Gerberding took over leadership of the CDC in May after serving as acting principal deputy director of the $6.8 billion agency, which she guided through last fall's anthrax attacks.
She said the CDC is roughly a year into its own $1 billion program to renovate and replace the agency's crumbling infrastructure, starting with reconstruction of its laboratory network.
"We have to keep the message out there that it's not a quick fix," Gerberding said. "We have had years of neglect and it's going to take some time to get things back to optimal shape to meet the needs of the century we're in now."
Gerberding said the CDC has made "major inroads to being prepared" since the events of last September, and is moving swiftly in its efforts to support the information needs of clinicians and first responders by developing content and an information distribution system to help providers identify suspect diseases.
"I like to talk about the `golden triangle' of response, which is basically the interface between the clinicians and laboratory (workers), the local public health officer and the healthcare facility or plan," Gerberding said. "You have to engage all three of those components in order for this to work, and the most relevant connectivity to target right now is making sure that every clinician who sees patients on a primary care or emergency basis recognizes the basic syndromes that are associated with terrorism threats."

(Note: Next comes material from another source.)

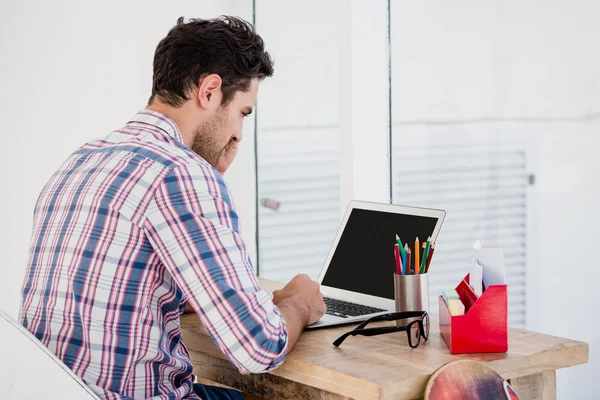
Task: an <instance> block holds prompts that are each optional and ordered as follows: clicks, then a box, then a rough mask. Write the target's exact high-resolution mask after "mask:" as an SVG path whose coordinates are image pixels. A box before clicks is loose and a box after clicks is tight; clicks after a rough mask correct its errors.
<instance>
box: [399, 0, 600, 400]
mask: <svg viewBox="0 0 600 400" xmlns="http://www.w3.org/2000/svg"><path fill="white" fill-rule="evenodd" d="M598 17H600V4H599V3H598V2H596V1H593V0H579V1H572V2H569V3H568V4H567V3H565V2H561V1H558V0H555V1H541V0H526V1H520V2H505V1H477V0H469V1H466V0H465V1H460V2H447V1H443V0H440V1H433V2H426V3H423V2H409V1H399V0H392V55H393V75H392V82H393V93H392V100H393V113H392V117H393V122H394V138H399V137H404V138H406V137H411V135H414V136H413V137H415V136H420V140H421V141H424V142H425V143H431V144H433V143H436V144H438V145H439V144H442V145H443V144H448V145H456V144H457V143H466V144H495V143H501V144H518V145H521V144H525V145H526V146H528V147H529V149H530V150H531V153H530V156H531V168H532V172H534V173H535V174H536V177H537V183H536V185H535V186H534V187H533V188H532V189H531V191H530V201H531V204H530V210H529V211H530V212H531V216H530V218H529V223H530V227H529V228H530V231H529V232H530V241H531V243H530V245H531V250H530V252H531V254H529V257H528V261H529V263H528V266H527V267H528V269H527V276H528V279H529V284H528V290H529V293H528V298H527V302H528V304H527V311H528V319H529V323H528V329H531V330H537V331H541V332H544V333H548V334H552V335H556V336H562V337H568V338H571V339H575V340H581V341H585V342H588V343H589V344H590V362H589V363H588V364H586V365H582V366H578V367H575V368H569V369H568V370H564V371H559V373H558V397H559V398H560V399H575V398H577V399H592V398H597V397H598V395H597V393H598V392H599V391H600V381H599V380H598V379H597V376H598V373H597V371H598V368H600V334H599V331H600V313H598V311H597V307H598V305H600V301H599V300H598V298H597V297H596V293H598V282H600V269H599V268H597V265H596V264H597V262H596V260H595V258H596V257H595V252H596V250H595V247H596V236H597V234H598V232H600V228H599V226H600V215H599V214H598V213H597V212H596V211H595V210H596V208H597V204H598V200H600V184H599V180H598V173H599V172H600V157H598V151H599V150H600V114H599V113H600V53H599V52H598V51H597V50H596V48H597V47H598V38H599V37H600V27H599V25H598V23H597V21H598ZM442 231H443V230H442ZM564 252H566V253H567V254H565V255H562V254H561V253H563V254H564Z"/></svg>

Gerberding said the clinician must have a strong relationship with the hospital and other local providers to determine whom to call if consultation is needed, what diagnostic tests to use, and how to alert the local or state public health official that they have a concern.
"If we can accomplish those three things among our clinicians," she said, "we will have the best detection system money can buy."
The American Hospital Association and American Medical Association as well as other provider groups have been "superb partners" in terms of helping the CDC shape information content and making sure it gets delivered to the organizations' members, she said.
The communication is critical because the response to any kind of an attack will be local, Gerberding said. Each state's designated bioterrorism coordinator will work with the healthcare delivery system, managed-care plans, and clinicians preparing for such an event.
"Our goal at the CDC is to do everything we can to support the preparation and response capacity at the local level, but we're not going to go in and dictate," she said. "We trust that hospitals will make decisions about what's going to work best in their jurisdiction."